The ATF took the rare step of revoking the Shawano store's license after repeatedly warning the owner about missing records and other violations.
The most amazing thing,
as we saw so clearly in the comments the last time we discussed this story, is the strong support among gun owners. I really find it amazing that they, who continually claim to be responsible and law abiding, do not raise their voices above all others in denouncing gun shops like this.
The agency moved to revoke 64 licenses in fiscal year 2009 stemming from more than 11,000 inspections - the most recent figures available.

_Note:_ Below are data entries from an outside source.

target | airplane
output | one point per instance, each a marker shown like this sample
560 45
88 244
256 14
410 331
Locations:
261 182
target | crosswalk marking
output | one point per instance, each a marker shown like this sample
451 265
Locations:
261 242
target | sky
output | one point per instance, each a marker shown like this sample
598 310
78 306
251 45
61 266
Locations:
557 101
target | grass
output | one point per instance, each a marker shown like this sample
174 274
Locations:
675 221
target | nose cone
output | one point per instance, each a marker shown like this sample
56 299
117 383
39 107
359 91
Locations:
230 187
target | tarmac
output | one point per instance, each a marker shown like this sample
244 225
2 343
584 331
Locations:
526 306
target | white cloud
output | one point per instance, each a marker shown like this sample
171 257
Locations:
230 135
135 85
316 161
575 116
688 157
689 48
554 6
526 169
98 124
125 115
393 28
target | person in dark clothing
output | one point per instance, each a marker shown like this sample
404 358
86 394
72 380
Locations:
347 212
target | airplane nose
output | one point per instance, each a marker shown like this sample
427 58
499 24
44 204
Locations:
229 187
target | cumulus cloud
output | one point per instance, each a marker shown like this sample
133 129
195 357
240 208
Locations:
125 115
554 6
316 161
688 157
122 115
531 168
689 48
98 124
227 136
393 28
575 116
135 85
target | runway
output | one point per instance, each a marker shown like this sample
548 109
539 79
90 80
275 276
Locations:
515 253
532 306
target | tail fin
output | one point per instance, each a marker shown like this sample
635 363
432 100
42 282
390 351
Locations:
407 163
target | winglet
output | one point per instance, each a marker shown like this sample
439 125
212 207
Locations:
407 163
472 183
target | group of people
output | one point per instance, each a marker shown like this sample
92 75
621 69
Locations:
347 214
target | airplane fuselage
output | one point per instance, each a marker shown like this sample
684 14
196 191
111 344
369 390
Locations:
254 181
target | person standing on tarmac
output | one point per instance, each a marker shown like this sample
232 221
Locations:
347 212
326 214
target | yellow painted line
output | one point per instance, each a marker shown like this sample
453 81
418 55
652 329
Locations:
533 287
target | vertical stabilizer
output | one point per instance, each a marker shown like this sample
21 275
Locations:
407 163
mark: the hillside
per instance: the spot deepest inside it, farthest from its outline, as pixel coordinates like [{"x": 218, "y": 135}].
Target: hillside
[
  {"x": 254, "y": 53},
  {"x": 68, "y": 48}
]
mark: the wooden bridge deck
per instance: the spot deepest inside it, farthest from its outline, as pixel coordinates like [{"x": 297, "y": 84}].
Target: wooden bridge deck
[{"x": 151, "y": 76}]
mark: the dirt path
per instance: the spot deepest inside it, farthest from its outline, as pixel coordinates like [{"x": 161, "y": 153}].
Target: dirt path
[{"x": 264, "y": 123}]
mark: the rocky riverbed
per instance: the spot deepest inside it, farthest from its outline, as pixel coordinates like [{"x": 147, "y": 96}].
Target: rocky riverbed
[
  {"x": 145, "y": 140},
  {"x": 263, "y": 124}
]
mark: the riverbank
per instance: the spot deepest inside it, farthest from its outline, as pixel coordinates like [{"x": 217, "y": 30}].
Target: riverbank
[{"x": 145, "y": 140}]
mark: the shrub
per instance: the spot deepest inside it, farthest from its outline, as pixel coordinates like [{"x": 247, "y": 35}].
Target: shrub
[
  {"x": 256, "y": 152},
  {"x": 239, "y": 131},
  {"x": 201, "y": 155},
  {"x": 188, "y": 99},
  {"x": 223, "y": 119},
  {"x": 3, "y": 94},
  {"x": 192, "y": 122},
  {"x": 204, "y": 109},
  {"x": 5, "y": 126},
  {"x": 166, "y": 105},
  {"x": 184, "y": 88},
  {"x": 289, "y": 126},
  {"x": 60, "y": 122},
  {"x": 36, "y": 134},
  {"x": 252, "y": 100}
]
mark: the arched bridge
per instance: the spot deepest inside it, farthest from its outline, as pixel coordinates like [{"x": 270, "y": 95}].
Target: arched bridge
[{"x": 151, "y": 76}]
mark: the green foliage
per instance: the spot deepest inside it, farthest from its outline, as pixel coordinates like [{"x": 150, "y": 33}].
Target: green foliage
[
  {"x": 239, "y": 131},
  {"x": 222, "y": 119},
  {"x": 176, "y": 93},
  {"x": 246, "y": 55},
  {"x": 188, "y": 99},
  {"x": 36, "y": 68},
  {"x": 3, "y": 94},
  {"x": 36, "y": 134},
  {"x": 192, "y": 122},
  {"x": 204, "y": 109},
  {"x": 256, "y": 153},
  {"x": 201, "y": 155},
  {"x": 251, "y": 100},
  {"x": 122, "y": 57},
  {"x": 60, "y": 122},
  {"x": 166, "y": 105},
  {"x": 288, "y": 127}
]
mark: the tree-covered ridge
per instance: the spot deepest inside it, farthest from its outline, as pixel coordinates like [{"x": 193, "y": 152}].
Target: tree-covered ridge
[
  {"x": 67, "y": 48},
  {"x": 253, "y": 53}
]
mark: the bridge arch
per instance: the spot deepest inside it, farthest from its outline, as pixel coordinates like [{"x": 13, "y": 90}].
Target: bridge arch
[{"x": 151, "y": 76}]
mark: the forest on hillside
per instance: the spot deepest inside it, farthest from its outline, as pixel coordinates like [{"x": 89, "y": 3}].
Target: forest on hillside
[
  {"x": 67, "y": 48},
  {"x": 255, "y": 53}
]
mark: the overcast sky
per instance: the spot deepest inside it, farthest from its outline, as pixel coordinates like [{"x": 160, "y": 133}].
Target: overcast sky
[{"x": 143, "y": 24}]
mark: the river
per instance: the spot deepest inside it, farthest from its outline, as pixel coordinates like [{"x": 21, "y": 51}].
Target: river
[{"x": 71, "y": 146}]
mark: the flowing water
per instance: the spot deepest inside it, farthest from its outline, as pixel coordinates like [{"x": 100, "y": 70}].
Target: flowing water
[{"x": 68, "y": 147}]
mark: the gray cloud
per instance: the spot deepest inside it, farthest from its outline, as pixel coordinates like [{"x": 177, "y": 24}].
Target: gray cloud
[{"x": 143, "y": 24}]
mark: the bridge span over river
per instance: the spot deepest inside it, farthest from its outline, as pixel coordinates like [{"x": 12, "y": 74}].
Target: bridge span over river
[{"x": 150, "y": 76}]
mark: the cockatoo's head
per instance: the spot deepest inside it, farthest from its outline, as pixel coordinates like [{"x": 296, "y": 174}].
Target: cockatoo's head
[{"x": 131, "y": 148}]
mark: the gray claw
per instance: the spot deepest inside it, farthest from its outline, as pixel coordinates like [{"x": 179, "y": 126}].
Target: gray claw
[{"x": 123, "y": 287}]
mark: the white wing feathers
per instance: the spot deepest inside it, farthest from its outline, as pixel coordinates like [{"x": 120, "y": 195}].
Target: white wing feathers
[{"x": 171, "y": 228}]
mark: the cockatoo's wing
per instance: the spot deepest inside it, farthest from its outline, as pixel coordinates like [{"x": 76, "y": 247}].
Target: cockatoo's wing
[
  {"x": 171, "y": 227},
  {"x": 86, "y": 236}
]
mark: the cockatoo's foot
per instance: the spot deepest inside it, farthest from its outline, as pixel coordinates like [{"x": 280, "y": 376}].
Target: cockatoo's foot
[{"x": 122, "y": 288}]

Now there's a small precentage for you. The first thing that comes to my mind is that crooked gun dealers can so easily conceal their criminal activity that the number of requested revocations was only 64. The second thing that comes to mind is that those 64 must really be bad. You'd think everybody would rejoice when those guys were put out of business, but I'm afraid it doesn't work like that.
Revoking a license can take years because of a law that allows a so-called "de novo review" by a federal judge - a fresh look at the matter that may result in a trial. In the Shawano case, Griesbach did not hold such a trial, yet the case still took 18 months to conclude as each side submitted hundreds of pages of documents.
When, after years of accumulating violations and evidence, the ATF finally succeeds in closing down this criminal enterprise, they'll just do what Badger Outdoors did.
That would be similar to a case in 2006, when ATF investigators recommended revoking the license of Badger Outdoors in West Milwaukee.
There was no revocation and the store remains open, operating as Badger Guns. Federal records show the license recommended for revocation was relinquished voluntarily, the players inside the operation took on new roles and a new license was issued to the son of a previous owner, creating what one federal official called a "clean slate," a Journal Sentinel investigation found earlier this year.
To me, one of the strongest indictments against gun owners in general is their, not only turning a blind eye to this nonsense, but actually supporting it by protecting criminal gun dealers. It not only taints them all with guilt, it undermines their attempts to be accepted as responsible citizens exercising their rights.